I think we are weaning, and I am kind of sick about it. If I had it my way we’d have at least a few more months left, but three days ago Eden started refusing to nurse every time I’ve offered. I know there are such things as “nursing strikes,” and I could keep trying to force it while pumping up a storm to maintain my milk supply (breastfeeding is a supply and demand phenomenon), but I might just have to let nature take its course.

We had the roughest time learning to breastfeed at the beginning (like seriously rough—it took weeks and many visits to the lactation consultant and other specialists before it felt anywhere near natural). And if you had told me back then that I would eventually miss it, I probably wouldn’t have believed you. To be honest, I only kept going those first few weeks because I have a majorly Type-A, perfectionist personality, and I don’t like not succeeding at something I set out to do. But once we got past that initial hump, it became something really, really special.
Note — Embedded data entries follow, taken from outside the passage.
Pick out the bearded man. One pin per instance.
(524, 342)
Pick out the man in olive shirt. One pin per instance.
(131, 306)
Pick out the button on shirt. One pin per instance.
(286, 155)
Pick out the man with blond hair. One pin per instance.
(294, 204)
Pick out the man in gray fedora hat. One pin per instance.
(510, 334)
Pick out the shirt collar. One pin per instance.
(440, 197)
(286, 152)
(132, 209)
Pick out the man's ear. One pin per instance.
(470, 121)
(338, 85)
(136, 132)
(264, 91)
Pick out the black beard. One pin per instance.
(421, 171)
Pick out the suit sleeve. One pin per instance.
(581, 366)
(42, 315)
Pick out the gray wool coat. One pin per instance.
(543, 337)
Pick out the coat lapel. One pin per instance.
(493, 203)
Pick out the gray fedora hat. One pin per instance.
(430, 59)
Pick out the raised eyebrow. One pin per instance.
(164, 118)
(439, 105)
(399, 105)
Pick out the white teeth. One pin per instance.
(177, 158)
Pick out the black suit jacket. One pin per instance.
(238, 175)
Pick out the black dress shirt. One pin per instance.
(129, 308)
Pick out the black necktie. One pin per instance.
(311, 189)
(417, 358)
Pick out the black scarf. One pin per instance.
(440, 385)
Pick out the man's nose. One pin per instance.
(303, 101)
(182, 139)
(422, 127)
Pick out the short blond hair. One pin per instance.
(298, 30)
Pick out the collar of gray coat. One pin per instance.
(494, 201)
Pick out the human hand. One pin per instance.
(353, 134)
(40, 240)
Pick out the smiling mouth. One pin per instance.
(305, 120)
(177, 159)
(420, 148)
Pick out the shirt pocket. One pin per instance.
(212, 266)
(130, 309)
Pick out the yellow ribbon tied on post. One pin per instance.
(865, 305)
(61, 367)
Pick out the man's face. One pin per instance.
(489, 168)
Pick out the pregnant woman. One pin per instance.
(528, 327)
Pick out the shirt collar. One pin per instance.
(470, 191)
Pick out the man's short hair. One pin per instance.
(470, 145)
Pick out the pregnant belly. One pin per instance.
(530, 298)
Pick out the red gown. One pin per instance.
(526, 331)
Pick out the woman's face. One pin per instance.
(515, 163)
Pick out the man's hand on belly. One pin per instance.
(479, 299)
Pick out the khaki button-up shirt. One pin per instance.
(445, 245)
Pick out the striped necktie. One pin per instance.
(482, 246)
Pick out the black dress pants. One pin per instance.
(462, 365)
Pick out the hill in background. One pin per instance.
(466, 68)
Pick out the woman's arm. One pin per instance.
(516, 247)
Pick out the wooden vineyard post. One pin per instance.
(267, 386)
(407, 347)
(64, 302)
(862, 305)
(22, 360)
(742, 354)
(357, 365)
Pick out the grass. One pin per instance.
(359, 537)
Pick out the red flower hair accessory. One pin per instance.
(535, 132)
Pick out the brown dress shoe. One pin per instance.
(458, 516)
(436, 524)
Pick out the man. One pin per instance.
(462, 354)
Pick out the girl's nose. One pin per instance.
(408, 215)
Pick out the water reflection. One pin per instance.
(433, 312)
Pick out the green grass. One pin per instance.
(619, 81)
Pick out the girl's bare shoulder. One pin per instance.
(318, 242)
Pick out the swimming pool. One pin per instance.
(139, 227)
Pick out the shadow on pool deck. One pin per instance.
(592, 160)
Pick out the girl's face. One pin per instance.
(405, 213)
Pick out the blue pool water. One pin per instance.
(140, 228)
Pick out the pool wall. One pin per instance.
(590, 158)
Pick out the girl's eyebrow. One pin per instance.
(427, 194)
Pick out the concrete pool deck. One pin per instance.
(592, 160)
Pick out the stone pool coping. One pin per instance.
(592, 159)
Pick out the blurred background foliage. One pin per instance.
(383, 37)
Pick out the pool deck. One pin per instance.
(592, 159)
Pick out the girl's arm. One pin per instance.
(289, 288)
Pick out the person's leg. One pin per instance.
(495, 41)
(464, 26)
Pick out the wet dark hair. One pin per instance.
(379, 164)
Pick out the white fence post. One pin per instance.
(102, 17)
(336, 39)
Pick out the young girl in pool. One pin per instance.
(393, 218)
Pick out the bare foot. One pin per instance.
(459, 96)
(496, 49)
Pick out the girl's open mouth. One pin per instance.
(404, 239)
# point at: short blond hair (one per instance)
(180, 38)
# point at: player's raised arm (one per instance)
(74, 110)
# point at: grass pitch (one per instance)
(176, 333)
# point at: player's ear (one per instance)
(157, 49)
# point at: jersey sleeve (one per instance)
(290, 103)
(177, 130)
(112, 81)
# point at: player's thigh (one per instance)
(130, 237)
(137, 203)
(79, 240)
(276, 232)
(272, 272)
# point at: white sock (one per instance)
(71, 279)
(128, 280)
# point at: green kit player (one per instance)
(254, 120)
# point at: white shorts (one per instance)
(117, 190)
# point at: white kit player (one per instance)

I had trouble adjusting to motherhood. I don’t think anyone ever finds it easy, but I didn’t have many friends with babies yet, so I was especially unprepared. Looking back, I really had no idea what to expect or what was normal. Eden cried a lot, and I felt very lost during those first few sleepless weeks. But nursing Eden grounded me. It connected us in a very tactical sense.

Breastfeeding tethers you to your baby. During those first six months before an infant starts on solid food, a breastfed baby usually wants to nurse every two or three hours—sometimes around the clock. In some ways this is extremely challenging, and there were days when it used to drive me up a wall. The couple of times when Mark insisted I get out of the house and do something for myself during my maternity leave, I hardly had time to go to a yoga class or go get my nails done before I had to rush back to nurse again. And then there were all the middle of the night feedings…

But for this exact same reason—that we were tethered to each other—nursing was also so beautiful. It allowed me to devote myself fully to motherhood in a way I might have had trouble doing otherwise. Even once I went back to work—when I would sometimes catch a glimpse of my former childless self, surrounded by my friends and colleagues who aren’t parents yet—I was connected to Eden, pumping milk every three hours that I was away from her. I liked having that near constant reminder that I was a mama now, because adjustment period aside, there is nothing else I’d rather be.

By learning to breastfeed, Eden and I had made a very tactical, physical commitment to not stray too far from each other during her infancy. I knew that she would always need me and always ask for, even if not by name yet. I also knew that I wouldn’t be taking any big trips without her or working too many late nights for that first year. It was a difficult balance, sure. But I was also so glad to have that time where we were tethered to each other. Because I knew that it would be so fleeting.

I know that weaning is only the first of many steps she’ll make toward her independence. And that’s the goal, right? To raise a happy, well adjusted, independent human being? But it’s still so hard to let go of that little baby of mine. Luckily, I can already see that she’s turning into a happy, curious, active little toddler. And I always have that next phase to look forward to.

P.S. I know it’s been a little while, but I want to get back into this little blog! I’ve been bad about the baby book, and I figure recording our life here will be an even better way to remember it.